Tunable ferroelectricity of group Ⅳ–Ⅵ nanowires under composition modulation

Abstract

Low dimensional ferroelectrics are anticipated to play a dominant role in micro/nano-electromechanical field. However, as their intrinsic size decreasing to one-dimension (1D), their ferroelectric polarization will weaken or even disappear, which severely limiting the further development of these promising materials. Therefore, it is of great significance to design one-dimensional ferroelectric materials with high-performance. In this work, first-principles calculations are employed to investigate the ferroelectricity and atomic configuration of MX (MX, M = Ge, Sn; X = S, Se) nanowires with composition tuning.

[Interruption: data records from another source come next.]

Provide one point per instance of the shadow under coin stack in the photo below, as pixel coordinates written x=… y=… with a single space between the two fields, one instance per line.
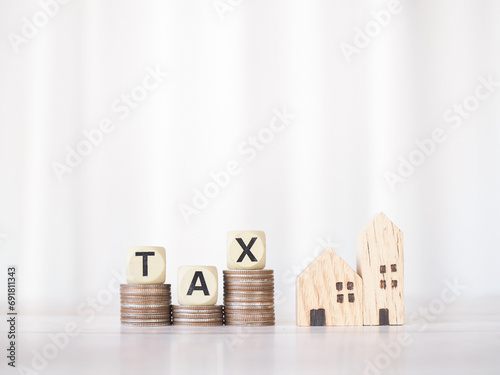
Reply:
x=197 y=291
x=248 y=287
x=145 y=299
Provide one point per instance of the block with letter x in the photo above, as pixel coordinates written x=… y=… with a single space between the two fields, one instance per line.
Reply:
x=246 y=250
x=197 y=285
x=146 y=265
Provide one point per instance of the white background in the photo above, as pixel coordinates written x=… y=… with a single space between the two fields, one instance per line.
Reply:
x=318 y=182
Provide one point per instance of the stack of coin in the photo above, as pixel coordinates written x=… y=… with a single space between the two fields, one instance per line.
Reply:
x=145 y=304
x=197 y=315
x=249 y=297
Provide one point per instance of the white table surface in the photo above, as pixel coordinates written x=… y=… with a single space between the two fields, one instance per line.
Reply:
x=465 y=339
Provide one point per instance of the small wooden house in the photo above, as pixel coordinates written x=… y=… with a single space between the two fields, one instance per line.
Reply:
x=329 y=292
x=380 y=262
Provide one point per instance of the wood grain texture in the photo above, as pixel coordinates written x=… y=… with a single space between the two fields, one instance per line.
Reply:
x=197 y=285
x=380 y=263
x=146 y=265
x=246 y=250
x=324 y=285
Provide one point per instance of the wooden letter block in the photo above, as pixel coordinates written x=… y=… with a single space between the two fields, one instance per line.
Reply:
x=146 y=265
x=246 y=250
x=197 y=285
x=380 y=262
x=329 y=292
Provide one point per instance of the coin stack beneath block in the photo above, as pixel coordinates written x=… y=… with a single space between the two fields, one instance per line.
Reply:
x=145 y=304
x=249 y=297
x=197 y=315
x=197 y=292
x=145 y=299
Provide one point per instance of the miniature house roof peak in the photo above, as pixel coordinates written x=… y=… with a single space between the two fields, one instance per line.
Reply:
x=327 y=253
x=380 y=219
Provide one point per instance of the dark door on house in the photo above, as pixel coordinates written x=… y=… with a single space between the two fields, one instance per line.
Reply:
x=317 y=317
x=383 y=317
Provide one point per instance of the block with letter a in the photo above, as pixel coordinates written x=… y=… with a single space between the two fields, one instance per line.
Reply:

Their ferroelectric characteristics, including spontaneous polarization Ps, transition barrier TL and TQ, Curie temperature Tc, as well as their stabilities, electronic structures, and transformation modes were systematically investigated. The findings indicate that their stability and forming tendency are strongly correlated with the bonding type. Moreover, all nine nanowires retained nanowires exhibit intrinsic 1D ferroelectrics with the maximal Ps of 6.40×10−10C/m for GeS nanowire and the minimum Ps of 3.95×10−10C/m for SnSe nanowire. The obtained calculation results indicate that the ferroelectric properties can be tuned by alteration of composition, which holds significant implications for the design and performance enhancement of 1D ferroelectric materials.